Lucas et ses collègues ont observé comment les enfants intègrent de nouvelles informations en se faisant montrer par différentes personnes comment résoudre une boîte à énigmes pour obtenir un prix. Des enfants âgés de cinq à dix ans ont été initiés au concept de la boîte à énigmes, puis deux personnes leur ont montré comment la résoudre : leur mère et soit une personne présentée comme un inconnu susceptible de les aider, soit un expert en la matière. Leur mère leur a montré une méthode, et l’inconnu ou l’expert une autre. Les chercheurs ont ensuite observé quelle méthode les enfants utilisaient.
Une mère est-elle plus compétente qu'un expert ?

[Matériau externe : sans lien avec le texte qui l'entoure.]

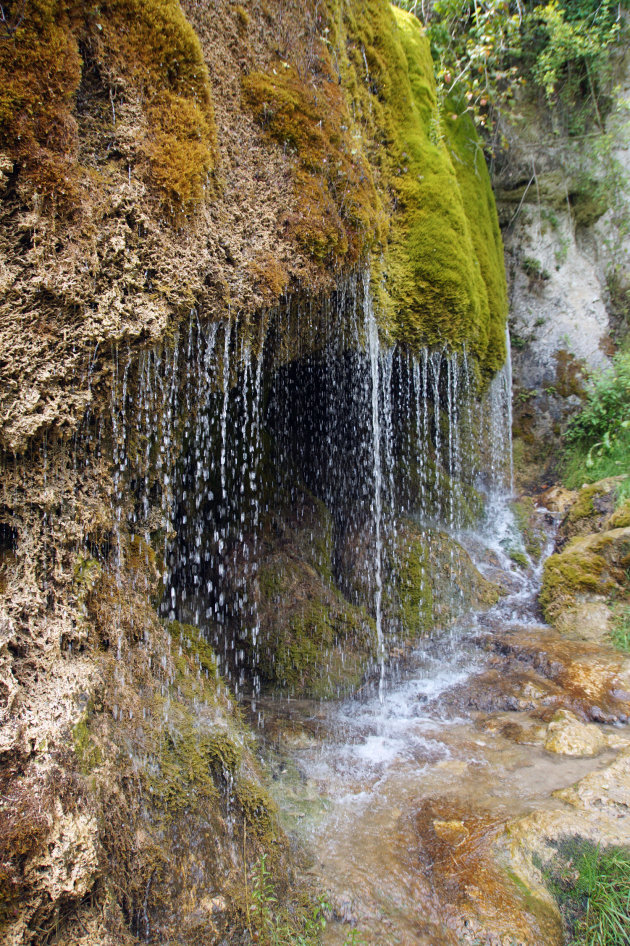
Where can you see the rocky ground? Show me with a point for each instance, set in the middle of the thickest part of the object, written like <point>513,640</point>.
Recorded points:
<point>529,752</point>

Les enfants de cinq à six ans choisissaient presque toujours la méthode de leur mère, qu'ils la comparent à celle d'un inconnu ou d'un expert. Avant de savoir s'ils avaient réussi à résoudre leur propre énigme, on leur demandait qui était le plus doué : leur mère ou l'autre personne. Lorsque cette personne était un inconnu, les enfants disaient majoritairement que leur mère était meilleure. Mais lorsqu'il s'agissait d'un expert, presque tous les enfants affirmaient que l'expert était meilleur que leur mère, même s'ils avaient choisi de suivre sa mère plutôt que celle de l'expert.
Ces résultats ont toutefois évolué lors des tests menés auprès d'enfants plus âgés. Les enfants de sept à huit ans ont commencé à imiter majoritairement l'expert plutôt que l'inconnu, contrairement à leur mère. Plus étonnant encore, les enfants de neuf à dix ans ont adopté une approche totalement différente. « Ils ont fait les choses à leur manière », explique Lucas. Presque tous ont choisi une méthode complètement différente de celle que leur mère ou l'autre personne leur avait montrée.
Ainsi, en l'espace de cinq ans seulement, les enfants utilisent trois méthodes différentes pour guider leurs actions. « Avec le développement, les enfants semblent prendre conscience que leur mère n'est pas toujours la meilleure source d'inspiration et ils commencent à privilégier l'expertise », explique Lucas.
Ignorer les méthodes d'autrui peut même s'avérer avantageux d'un point de vue évolutif. Comme l'explique Lucas, il n'est pas toujours judicieux de repartir de zéro si l'on possède déjà une certaine compréhension du problème. Si vous avez déjà été confronté à une situation similaire et que vous avez confiance en vos capacités, vous fier à vos propres connaissances peut être une bonne idée. C'est une stratégie que Lucas souhaiterait approfondir dans de futures études.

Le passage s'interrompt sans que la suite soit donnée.